Friday, 3 September 2010

My Forecast

15:55GMT Day's assessment - NFP data showed U.S. job losses were less than expected in August, the second major report this week to ease fears the economy would slip back into recession. However, data on U.S. services companies showed the sector grew at a rate that was below expectations in August, even as it rose for an eighth straight month, leading investors to pare riskier bets.The safe-haven Japanese yen and Swiss franc weakened while higher-yielding currencies, such as the Australian dollar, gained as the employment report fanned expectations the U.S. labour market may not be as weak as many had feared.
My Tweets SHORTs on few JPYs trades made some 60-80 pips now.

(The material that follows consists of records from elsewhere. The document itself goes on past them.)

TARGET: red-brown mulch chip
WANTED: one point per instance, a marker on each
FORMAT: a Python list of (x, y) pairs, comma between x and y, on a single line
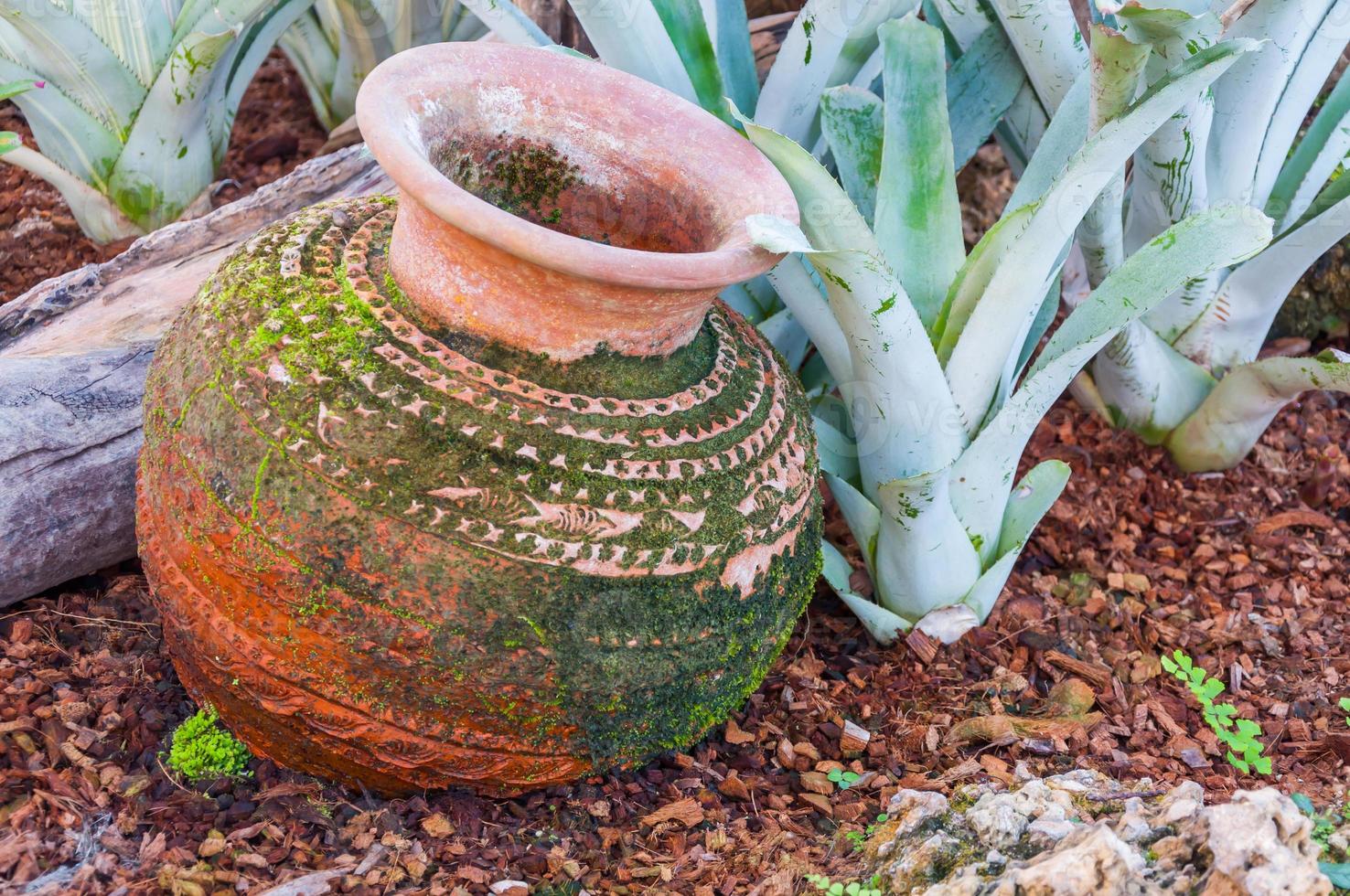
[(1136, 559)]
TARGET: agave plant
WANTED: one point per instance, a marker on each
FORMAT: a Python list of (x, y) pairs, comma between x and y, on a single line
[(8, 139), (139, 99), (700, 48), (1187, 376), (337, 43), (933, 349)]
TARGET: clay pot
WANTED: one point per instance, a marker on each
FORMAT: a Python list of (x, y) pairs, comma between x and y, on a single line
[(482, 486)]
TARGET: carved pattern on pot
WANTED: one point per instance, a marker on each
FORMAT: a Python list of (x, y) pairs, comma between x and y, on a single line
[(576, 504), (436, 494)]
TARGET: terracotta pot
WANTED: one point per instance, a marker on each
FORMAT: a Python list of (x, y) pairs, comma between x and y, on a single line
[(489, 493)]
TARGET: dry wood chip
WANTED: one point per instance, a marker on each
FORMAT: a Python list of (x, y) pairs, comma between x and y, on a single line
[(686, 811), (924, 646), (437, 825), (1098, 675), (819, 802), (734, 787), (736, 736)]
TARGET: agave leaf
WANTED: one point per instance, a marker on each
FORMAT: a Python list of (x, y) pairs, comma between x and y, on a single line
[(688, 31), (458, 23), (853, 123), (1151, 386), (802, 295), (1029, 502), (1225, 428), (1245, 102), (830, 43), (881, 623), (1234, 325), (975, 275), (1208, 240), (1169, 176), (802, 70), (980, 88), (1311, 70), (1048, 41), (893, 363), (1117, 70), (14, 88), (265, 26), (924, 556), (1061, 138), (632, 37), (918, 216), (153, 187), (732, 34), (862, 50), (862, 516), (306, 45), (366, 38), (997, 329), (1023, 125), (1027, 505), (62, 50), (98, 216), (963, 20), (839, 453), (508, 22), (786, 336), (136, 31), (1316, 158)]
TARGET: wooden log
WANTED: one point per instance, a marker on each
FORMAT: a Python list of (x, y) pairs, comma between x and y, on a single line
[(74, 351), (73, 359)]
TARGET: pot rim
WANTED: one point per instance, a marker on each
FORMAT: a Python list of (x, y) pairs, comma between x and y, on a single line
[(388, 124)]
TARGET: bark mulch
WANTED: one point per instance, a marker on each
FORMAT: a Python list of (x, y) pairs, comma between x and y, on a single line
[(1245, 571), (274, 131)]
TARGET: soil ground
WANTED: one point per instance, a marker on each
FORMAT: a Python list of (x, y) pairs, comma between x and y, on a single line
[(1245, 571)]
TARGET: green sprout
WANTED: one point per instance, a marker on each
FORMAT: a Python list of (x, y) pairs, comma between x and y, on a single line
[(844, 779), (836, 888), (203, 751), (1239, 736)]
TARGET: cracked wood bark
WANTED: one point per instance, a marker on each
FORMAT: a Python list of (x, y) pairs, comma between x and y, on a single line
[(74, 351), (73, 359)]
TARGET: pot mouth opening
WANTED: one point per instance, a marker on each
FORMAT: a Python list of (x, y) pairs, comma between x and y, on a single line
[(610, 203), (570, 165)]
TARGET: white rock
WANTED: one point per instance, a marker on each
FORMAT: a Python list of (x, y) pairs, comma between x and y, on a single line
[(1046, 831), (1262, 845), (1180, 803), (1080, 780), (1092, 859), (1134, 821), (1001, 819), (914, 867), (910, 808)]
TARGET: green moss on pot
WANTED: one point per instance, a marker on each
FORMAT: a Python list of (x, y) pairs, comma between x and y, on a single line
[(466, 563)]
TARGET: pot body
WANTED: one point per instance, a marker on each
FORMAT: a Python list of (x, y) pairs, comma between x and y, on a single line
[(396, 553)]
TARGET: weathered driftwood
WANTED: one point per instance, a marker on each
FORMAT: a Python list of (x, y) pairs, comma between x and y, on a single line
[(73, 359)]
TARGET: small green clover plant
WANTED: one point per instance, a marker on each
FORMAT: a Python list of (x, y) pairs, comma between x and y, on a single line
[(857, 838), (834, 888), (1239, 736), (203, 751), (844, 779)]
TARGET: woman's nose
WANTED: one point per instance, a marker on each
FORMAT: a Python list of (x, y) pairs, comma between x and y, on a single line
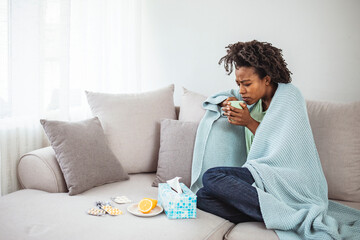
[(242, 90)]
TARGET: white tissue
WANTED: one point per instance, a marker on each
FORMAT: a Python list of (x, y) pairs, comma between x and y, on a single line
[(175, 184)]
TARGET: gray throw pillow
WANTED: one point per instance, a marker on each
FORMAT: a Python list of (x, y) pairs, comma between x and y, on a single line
[(177, 140), (131, 124), (83, 154)]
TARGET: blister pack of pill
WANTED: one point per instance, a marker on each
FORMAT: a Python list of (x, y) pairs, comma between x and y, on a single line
[(121, 199)]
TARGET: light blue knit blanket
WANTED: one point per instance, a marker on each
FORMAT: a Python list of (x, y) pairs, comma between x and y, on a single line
[(219, 143), (288, 176)]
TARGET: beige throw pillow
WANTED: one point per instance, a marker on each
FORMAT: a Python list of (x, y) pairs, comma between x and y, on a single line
[(84, 157), (176, 151), (131, 124), (336, 129)]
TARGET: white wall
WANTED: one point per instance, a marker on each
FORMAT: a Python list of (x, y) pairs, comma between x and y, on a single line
[(183, 40)]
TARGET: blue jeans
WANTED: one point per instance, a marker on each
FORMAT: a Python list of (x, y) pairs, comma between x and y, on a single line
[(228, 193)]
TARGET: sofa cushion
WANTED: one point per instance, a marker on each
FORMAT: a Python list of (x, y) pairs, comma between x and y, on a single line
[(83, 154), (131, 124), (177, 140), (251, 231), (40, 170), (336, 129), (33, 214), (191, 109)]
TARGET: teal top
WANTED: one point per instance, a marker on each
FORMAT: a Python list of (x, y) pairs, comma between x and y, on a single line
[(257, 114)]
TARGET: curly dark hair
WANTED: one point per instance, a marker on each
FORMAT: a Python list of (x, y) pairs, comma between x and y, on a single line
[(265, 58)]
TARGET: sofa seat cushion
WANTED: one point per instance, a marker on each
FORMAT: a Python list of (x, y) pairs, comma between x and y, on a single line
[(250, 231), (34, 214)]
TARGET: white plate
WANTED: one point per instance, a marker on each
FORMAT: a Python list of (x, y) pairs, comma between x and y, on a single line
[(134, 210)]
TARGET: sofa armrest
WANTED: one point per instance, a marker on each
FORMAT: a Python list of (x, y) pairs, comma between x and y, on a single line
[(40, 170)]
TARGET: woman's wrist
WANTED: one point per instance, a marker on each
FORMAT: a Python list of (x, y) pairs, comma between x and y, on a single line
[(253, 125)]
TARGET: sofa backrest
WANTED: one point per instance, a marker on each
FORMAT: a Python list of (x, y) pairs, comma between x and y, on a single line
[(336, 130)]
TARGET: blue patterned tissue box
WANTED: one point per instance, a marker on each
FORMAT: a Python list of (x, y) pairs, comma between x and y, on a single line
[(177, 206)]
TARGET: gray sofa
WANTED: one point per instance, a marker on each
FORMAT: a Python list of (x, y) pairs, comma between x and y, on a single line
[(43, 209)]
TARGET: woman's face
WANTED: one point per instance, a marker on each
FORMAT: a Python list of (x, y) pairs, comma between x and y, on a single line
[(252, 87)]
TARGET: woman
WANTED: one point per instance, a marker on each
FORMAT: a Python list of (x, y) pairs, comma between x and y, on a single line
[(281, 183)]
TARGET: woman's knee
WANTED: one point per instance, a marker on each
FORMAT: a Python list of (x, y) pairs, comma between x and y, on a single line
[(210, 174)]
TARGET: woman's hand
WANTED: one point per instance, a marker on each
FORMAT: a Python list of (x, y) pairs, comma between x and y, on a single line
[(226, 102), (240, 117)]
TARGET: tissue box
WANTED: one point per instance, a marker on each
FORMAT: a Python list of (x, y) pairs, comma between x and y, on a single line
[(177, 206)]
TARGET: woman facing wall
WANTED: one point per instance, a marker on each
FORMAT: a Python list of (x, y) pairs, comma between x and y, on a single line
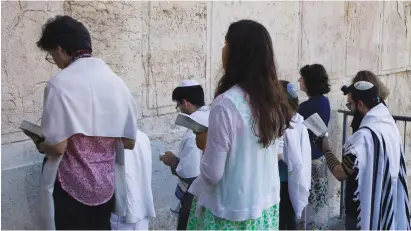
[(239, 186), (314, 82)]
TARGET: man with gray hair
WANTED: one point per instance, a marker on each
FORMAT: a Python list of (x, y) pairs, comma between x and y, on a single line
[(373, 165)]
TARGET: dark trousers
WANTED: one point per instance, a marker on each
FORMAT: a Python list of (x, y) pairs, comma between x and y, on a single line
[(287, 215), (184, 213), (71, 214), (350, 223)]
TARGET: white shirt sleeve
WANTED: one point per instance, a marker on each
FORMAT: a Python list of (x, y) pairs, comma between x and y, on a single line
[(190, 157), (219, 139)]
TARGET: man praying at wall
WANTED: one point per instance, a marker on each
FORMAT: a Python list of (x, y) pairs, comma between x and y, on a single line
[(373, 165), (189, 96)]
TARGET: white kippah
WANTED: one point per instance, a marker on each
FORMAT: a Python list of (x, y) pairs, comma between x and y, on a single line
[(292, 90), (363, 85), (188, 83)]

09:35GMT Now some funnier FX scenario; Reuters reports:
The Chinese government's currency reserves, the world's largest such stockpile at $2.45 trillion (1.59 trillion pounds), are held roughly in line with what was described as the global average: 65 percent in dollars, 26 percent in euros, 5 percent in pounds and 3 percent in yen.Chinese net buying of Japanese debt has surpassed 1.7 trillion yen this year, far surpassing its record of 255.7 billion yen in 2005
China has also raised holdings of South Korean bonds by 2.48 trillion won ($2.11 billion) in the first seven months of this year from 1.87 trillion won at the end of last year. However, Chinese investors only started buying South Korean bonds in the middle of 2009.At the same time, China has slightly cut back its vast holdings of U.S. Treasuries, from $894.8 billion at the start of the year to $843.7 billion in June, according to the most recent data. China remains the biggest single holder of U.S. government debt.

Does China needs any other weapon - pump back USD back in market Japan will declare bankrupt; some chinese industry will do the same and Obama will be the happiest person in universe with exports going back UP ;D funny way of world governance!!!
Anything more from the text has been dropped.